Multiple networks modules identification by a multi-dimensional Markov chain method

Abstract

As a general approach to study interactions among small biological molecules such as genes and proteins, network analysis has aroused great interest of people from various research disciplines.

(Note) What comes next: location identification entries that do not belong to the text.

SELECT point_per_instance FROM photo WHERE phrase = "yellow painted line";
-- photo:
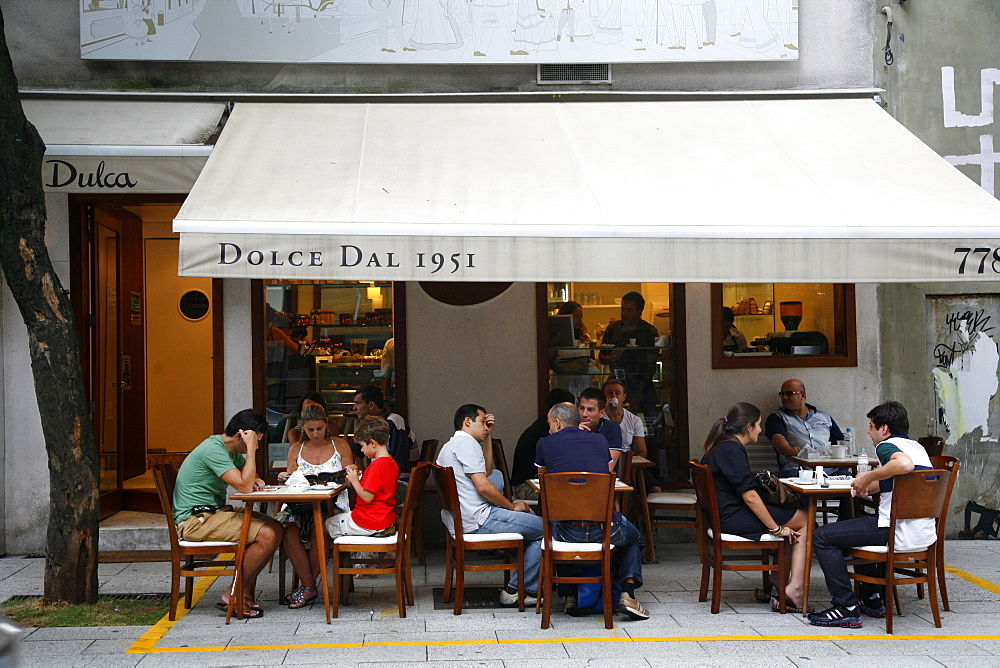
(974, 579)
(147, 641)
(538, 641)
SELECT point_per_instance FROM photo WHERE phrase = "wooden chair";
(661, 510)
(428, 450)
(916, 495)
(457, 543)
(948, 464)
(500, 463)
(934, 445)
(398, 565)
(713, 543)
(164, 477)
(582, 497)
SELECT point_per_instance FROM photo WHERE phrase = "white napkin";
(297, 479)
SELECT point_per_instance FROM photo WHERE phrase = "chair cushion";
(733, 537)
(487, 537)
(366, 540)
(672, 497)
(205, 543)
(884, 549)
(563, 546)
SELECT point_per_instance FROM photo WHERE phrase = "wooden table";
(813, 494)
(282, 495)
(831, 463)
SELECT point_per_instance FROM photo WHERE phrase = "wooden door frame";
(81, 274)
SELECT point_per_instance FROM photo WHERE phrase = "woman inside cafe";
(741, 510)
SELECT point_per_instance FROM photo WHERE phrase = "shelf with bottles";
(353, 329)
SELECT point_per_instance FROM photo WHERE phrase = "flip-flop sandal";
(789, 606)
(300, 599)
(222, 607)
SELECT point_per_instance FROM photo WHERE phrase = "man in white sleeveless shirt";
(897, 455)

However, the construction of network is usually quite sensitive to noise which is unavoidable in real data. Besides, the parameter selections for network construction can also affect the result significantly. These two factors largely decrease the consistency of results generated in network analysis. In particular, we consider detecting closely connected subgraphs named module structure. As an important common property of biological networks, this module structure is often destroyed corrupted by both noise and poor parameter selections in network construction. To conquer these two disadvantages to improve the consistency of module structure identified, we propose to process multiple networks for same set of biological molecules simultaneously for common module structure. More specifically, we combine multiple networks together by building an order 3 tensor data with each layer as one of the multiple networks. Then given any molecule(s) as prior information, a novel tensor-based Markov chain algorithm is proposed to iteratively detect the module that includes the prior node. Moreover, the proposed algorithm is capable of evaluating the contribution scores of each network to the detected module structure. The contribution scores from multiple networks can be not only useful criteria to measure the consistency of module structure, but also valid indicator of corruption in networks. To demonstrate the effectiveness and efficiency of the proposed tensor-based Markov chain algorithm, experimental results on synthetic data set as well as two real gene co-expression data sets of human beings are reported. We also validate that the identified common modules are biologically meaningful.

Appendix

Let us first consider the following lemma:

Lemma 1

$$\begin{aligned} \sum ^{n_1}_{i=1}[\mathbf {M_1}]_{i,k} = 1 \nonumber , \quad \ \sum ^{n_2}_{i=1}[\mathbf {M_2}]_{i,k} = 1 \nonumber \end{aligned}$$

Proof

$$\begin{aligned} \sum ^{n_1}_{i=1}[\mathbf {M_1}]_{i,k}=\sum ^{n_1}_{i=1}[\mathcal {A}^{(1)}\times _2 \mathbf {x}]_{i,k}=\sum ^{n_{1}}_{j=1}a_{i,j,k}x_{j} \end{aligned}$$

$$\begin{aligned} \sum ^{n_{1}}_{i=1}[\mathbf {M_1}]_{i,k}= & {} \sum ^{n_{1}}_{i=1}\sum ^{n_{1}}_{j=1}a_{i,j,k}x_{j} = \sum ^{n_{1}}_{j=1} \left( \sum ^{n_{1}}_{i=1}a_{i,j,k}x_{j} \right) =\sum ^{n_{1}}_{j=1}x_{j}=1 \end{aligned}$$

we also easy get \(\sum ^{n_2}_{i=1}[\mathbf {M_2}]_{i, k}=1\) via the similar way. \(\square\)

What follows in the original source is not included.